Uno
El pasto recién cortado
desprende ese aliento
de lo que fue dividido:
una parte
quedará aferrada a la tierra
la otra
será solo paja.
Tengamos la cabeza en estado de verano
no hay necesidad de pensar cuando todo brilla.
Desde la sombra aparecés en cuadro
entre árboles que alguien plantó para refrescar la siesta,
un cuerpo vigoroso que avanza
y se recorta
como si el tiempo no hubiera deteriorado tejidos
como si nunca
lo hubiera enfermado
tampoco ahora, de repente.
O es mi memoria
que fijó una foto mental.
La belleza. No es ningún secreto.
No me avergüenza decir que lo amé por su belleza.
***
El hombre con el que vivo me dijo:
voy a adorarte, pero también voy a ser
tu casa segura.
Una casa propia
que responda a todos tus problemas es la respuesta
a todos los míos.
Yo me quedé al borde de la puerta
para cuidarlo.
Algunos días solo le pongo más tronquitos al fuego
y me siento a esperar.
Otros me muevo como un tornado que se lleva
todo lo que no está amarrado.
¿Acaso no hicimos un pacto como si fuera para siempre?

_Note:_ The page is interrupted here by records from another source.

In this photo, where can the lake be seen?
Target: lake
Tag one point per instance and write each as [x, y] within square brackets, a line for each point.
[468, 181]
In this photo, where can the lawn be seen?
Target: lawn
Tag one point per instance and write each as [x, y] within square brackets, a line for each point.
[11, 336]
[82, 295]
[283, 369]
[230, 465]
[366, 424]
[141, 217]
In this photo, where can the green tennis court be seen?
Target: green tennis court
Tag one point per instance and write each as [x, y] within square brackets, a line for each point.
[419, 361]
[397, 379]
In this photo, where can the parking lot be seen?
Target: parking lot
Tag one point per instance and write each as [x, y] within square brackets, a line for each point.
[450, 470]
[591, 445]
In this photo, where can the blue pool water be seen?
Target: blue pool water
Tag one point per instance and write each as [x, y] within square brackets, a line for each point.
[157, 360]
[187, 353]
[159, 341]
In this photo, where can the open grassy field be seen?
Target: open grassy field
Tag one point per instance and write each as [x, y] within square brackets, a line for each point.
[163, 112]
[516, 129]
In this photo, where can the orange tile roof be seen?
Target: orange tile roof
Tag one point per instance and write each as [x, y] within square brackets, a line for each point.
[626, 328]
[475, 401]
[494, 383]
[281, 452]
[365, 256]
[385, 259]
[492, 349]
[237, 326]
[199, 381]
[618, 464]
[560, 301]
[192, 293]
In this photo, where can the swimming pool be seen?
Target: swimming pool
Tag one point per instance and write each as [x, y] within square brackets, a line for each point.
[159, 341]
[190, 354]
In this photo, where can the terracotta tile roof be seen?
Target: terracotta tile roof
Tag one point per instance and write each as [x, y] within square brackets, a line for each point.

¿Para qué queremos lo que no resiste?
Las calles subían como viboritas
nos fascinaban la piedra antigua y las casas
que se encimaban para que,
con un giro de cabeza,
siempre apareciera el mar:
un dios turquesa socializado como prueba
de que todos nacimos del mismo corazón de
agua.
Comprábamos fiambre quesos pan
un plavac,
el único vino que podíamos nombrar.
A la habitación le decíamos covacha,
si
estirabas el brazo
podías tocar las vigas que sostenían el
techo,
pero si te sentabas en la terraza a mirar
las lucecitas del puerto
sentías que nadie se animaría a destruir
la belleza del mundo.
Anoté:
el aroma del aceite de oliva que nos dio la
dueña
su risa cuando le decíamos gracias
el traguito ardiente
que no podíamos rechazarle al marido,
un veterano que nos quería contar
cómo cruzó fronteras entre tiros para
finalmente
hacerles lugar en su casa a los turistas
enamorados,
el jamón crudo que pagamos
con billetes del Este
bajo el halo del poeta militante
que sentado en la mesa del fondo de El
Pulpito
enrollaba fetas de bordes finos como hebras
de seda
y dicen que decía
nada mejor en esta vida que el jamón de la
Costa Dálmata.
Un lugar de fantasía, una bandera
blanca que levantamos
cada vez que estamos por apretar
el botón de guerra privada.
Dos
Nuestra hija
quiere hablar de la muerte,
pero es tarde y nos ve
cansados, acá en la cocina
a la espera de que la noche
alimente esta inercia doméstica
que para ella es la coronación del tedio y
para nosotros, un pacto
de corriente continua
que, si se cortara,
nos dejaría a oscuras.
En cambio, amontona
las migas en el borde
de la mesa, no las barre
con la palma de la mano, las deja
ahí, como puntos suspensivos, pide
un poco de vino, pregunta
como si fuéramos
parientes lejanos, solo unidos
por un gesto familiar, el trazado
de las cejas, un modo
de torcer la boca: “¿por qué
tuvieron hijes?”.
Los platos sucios a nuestras espaldas, mañana
habrá que lavarlos y será
lo primero que alguno de los dos
haga en el día.
(Del libro homónimo, Caleta Olivia, 2026)
Fernanda Nicolini
Fernanda Nicolini (1979). Nació en Morón, creció en Mar del Plata y vive en Buenos Aires desde los 18 años. Cursó cinco años de Derecho pero se recibió de periodista. Fue redactora en las revistas Llegas a Buenos Aires, TXT y Noticias y en el diario Crítica de la Argentina, y dirigió Brando. Escribió los libros de poesía Ruta 2 (Gog y Magog) y El cuerpo en la batalla (Caleta Olivia) y cuentos en diversas compilaciones. Es coautora con Alicia Beltrami de Los Oesterheld, la biografía familiar del autor de El Eternauta. Participó del libro Perón y el gremio de prensa, editado por Sipreba, en el que recupera el paso de Rodolfo Walsh por la CGT de los Argentinos. Actualmente trabaja como editora, colabora con La Agenda Revista y dicta talleres de escritura.